Words words words. I just deleted a huge old long post about how I've slipped in my Work, and replaced the Great Work with Working for money. After a lengthy discussion on sin, repentance, and how that works as a magician, after detailing out plans to get right with God through magic and balancing out my spheres with rituals, I had to face something uncomfortable. The only reason I wanted to get right with God was still so that I could get the money.
What a pain in the ass.
How do you kill the Golden Calf? How do you stop lusting for results, if you're only trying to stop lusting for results to get the results you lust after?
It's totally absurd. I can't stop wanting money. It's good stuff. It buys good stuff. It solves a myraid of problems. Instead of turning away from wanting money, I've got to find a way to focus instead on the Great Work and getting money. I have to get in harmony. Integrate the passions for payola with the passions for God. To celebrate God in money, because it is, after all, an emanation from him as much as anything else is. It is what it is.

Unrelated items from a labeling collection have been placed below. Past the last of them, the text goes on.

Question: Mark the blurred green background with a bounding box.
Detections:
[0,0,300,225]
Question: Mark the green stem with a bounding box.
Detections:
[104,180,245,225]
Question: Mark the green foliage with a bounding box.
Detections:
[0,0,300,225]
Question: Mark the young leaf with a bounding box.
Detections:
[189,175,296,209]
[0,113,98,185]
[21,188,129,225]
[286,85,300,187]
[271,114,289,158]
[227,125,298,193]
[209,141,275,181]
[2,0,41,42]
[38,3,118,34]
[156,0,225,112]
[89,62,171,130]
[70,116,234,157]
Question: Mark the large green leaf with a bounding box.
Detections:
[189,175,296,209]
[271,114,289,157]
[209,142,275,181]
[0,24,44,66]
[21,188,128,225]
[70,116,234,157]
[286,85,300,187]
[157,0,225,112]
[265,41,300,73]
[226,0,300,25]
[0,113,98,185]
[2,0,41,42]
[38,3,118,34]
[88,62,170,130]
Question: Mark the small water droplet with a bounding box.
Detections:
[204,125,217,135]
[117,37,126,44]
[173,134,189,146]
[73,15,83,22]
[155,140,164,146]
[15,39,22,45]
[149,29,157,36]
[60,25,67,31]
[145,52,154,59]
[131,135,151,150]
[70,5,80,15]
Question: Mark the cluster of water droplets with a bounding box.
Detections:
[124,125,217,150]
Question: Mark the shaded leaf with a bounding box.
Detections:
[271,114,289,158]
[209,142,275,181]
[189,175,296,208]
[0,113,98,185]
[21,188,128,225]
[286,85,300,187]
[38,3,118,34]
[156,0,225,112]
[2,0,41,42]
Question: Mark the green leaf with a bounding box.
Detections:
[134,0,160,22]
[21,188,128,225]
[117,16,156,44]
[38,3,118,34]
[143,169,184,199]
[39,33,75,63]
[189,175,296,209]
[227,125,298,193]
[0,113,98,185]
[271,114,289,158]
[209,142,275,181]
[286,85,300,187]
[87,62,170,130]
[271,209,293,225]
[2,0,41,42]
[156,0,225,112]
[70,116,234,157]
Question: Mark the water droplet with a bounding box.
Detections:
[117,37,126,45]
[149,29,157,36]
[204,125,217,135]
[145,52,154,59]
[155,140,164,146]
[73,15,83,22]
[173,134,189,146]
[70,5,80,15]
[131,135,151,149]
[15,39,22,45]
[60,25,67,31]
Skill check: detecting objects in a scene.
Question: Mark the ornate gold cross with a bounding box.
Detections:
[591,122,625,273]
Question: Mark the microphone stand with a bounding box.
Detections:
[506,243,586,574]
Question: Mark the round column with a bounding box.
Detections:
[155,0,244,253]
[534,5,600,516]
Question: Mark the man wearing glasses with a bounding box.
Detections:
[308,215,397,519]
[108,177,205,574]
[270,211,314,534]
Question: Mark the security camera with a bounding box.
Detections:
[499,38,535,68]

So, fuck it. Back to Bune. He's always pulled my fat out of the fire. I'll let him take care of the money, and I'll just go back to focusing on the Great Work. I'll just quit spending the money I get from my magic on stupid shit. Be fiscally responsible. I'll Work with Tzadqiel on that aspect of my spheres, because as long as I'm being irresponsible, no amount of funding that irresponsibility will result in Wealth. But I still need the money to get out of the hole I'm in. Ignoring that would be pretty stupid. Sure, I'll start by cutting back expenses, going through the steps that all the financial gurus say to do (which is basically spend less than you earn, frickin' duh), but when it comes to generating the wealth, I'm still going to stick with the spirits.